Jonathan Smallwood from the Max Planck Institute for Human Cognitive and Brain Science, one of the study’s researchers, said in a University of Wisconsin-Madison News article that while the brain is in idle, it tends to think about pressing matters.

“What this study seems to suggest is that when circumstances for the task aren’t very difficult, people who have additional working memory resources deploy them to think about things other than what they’re doing,” Smallwood said. “Their brains are trying to allocate resources to the most pressing problems.”

To conduct the experiment, researches asked volunteers to perform one of two simple tasks. They pressed a button in response to the appearance of a certain letter on a screen or tapped a button in time with their breathing.

While doing these tasks, the researchers periodically asked the volunteers if they were fully focused on what they were doing or if their minds were wandering to other things.

To measure the participants’ working memory capacity, the researchers asked the volunteers to recall letters that they were asked to memorize before the tests and complete a series of easy math problems.

“We intentionally use tasks that will never use all of their attention,” Smallwood said, “and then we ask, ‘How do people use their idle resources?’”

Researchers found that individuals with higher working memory resources reported more task-unrelated thoughts. When they gave the volunteers a task but filled them with sensory distractors, their mind’s ability to wander completely turned off.
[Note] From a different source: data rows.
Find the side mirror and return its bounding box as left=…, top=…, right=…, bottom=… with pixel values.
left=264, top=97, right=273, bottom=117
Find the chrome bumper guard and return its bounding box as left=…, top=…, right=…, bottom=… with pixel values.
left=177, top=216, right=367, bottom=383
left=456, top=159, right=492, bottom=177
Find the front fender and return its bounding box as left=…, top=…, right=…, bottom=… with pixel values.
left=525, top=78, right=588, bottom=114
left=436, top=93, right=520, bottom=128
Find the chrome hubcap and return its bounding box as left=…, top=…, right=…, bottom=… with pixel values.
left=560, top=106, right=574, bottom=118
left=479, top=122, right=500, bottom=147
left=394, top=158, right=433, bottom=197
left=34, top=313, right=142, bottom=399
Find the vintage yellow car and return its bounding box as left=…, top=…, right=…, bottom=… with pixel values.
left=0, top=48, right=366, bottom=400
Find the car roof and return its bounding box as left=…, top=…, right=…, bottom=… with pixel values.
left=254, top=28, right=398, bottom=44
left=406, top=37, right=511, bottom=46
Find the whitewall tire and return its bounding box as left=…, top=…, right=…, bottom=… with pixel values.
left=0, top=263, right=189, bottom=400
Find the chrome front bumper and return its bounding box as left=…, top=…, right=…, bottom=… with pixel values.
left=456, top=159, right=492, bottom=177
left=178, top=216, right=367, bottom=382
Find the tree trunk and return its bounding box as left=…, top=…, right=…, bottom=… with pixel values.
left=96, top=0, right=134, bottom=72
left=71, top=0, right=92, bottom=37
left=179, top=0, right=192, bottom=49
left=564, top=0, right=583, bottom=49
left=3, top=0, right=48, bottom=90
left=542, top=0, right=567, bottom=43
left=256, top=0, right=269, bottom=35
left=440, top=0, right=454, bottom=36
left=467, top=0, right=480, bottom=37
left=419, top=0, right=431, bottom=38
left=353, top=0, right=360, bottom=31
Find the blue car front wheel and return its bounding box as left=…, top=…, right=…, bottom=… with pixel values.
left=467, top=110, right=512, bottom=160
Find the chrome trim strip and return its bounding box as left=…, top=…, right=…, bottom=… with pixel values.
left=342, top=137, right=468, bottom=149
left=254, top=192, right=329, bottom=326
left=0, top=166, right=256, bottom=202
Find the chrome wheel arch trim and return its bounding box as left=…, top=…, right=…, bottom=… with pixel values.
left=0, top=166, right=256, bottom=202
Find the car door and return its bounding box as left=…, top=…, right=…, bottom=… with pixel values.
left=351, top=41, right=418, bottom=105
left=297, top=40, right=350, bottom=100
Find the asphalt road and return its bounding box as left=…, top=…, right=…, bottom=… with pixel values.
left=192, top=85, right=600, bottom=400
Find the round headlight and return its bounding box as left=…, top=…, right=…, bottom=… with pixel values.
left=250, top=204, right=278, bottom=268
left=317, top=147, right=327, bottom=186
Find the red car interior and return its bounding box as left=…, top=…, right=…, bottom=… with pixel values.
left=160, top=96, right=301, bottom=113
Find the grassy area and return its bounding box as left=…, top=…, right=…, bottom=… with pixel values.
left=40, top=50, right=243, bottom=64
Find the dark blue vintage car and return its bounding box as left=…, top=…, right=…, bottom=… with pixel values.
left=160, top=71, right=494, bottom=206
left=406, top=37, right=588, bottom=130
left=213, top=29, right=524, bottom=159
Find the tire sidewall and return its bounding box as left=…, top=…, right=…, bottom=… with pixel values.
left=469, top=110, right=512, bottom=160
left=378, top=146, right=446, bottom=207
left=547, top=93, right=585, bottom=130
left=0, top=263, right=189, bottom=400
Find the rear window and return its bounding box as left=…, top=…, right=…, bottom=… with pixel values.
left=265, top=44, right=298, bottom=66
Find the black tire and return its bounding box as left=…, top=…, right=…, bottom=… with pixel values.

“Giving your full attention to your perceptual experience actually equalized people, as though it cut off mind wandering at the pass,” said Daniel Levinson, one of the study’s researchers, in the article.

Dr. Michael Hasselmo, a Boston U. psychology professor, said the study seemed valid but not strong because of how difficult it is collect that type of data.

“Just looking at their data it seems that they had effects that were significant but not really strong because there was a broad level of data intuitive level,” Hasselmo said. “We hear stories about people like Einstein daydreaming in class, and maybe high IQ is related to this. But this is just anecdotal; no one has really looked into this specific case.”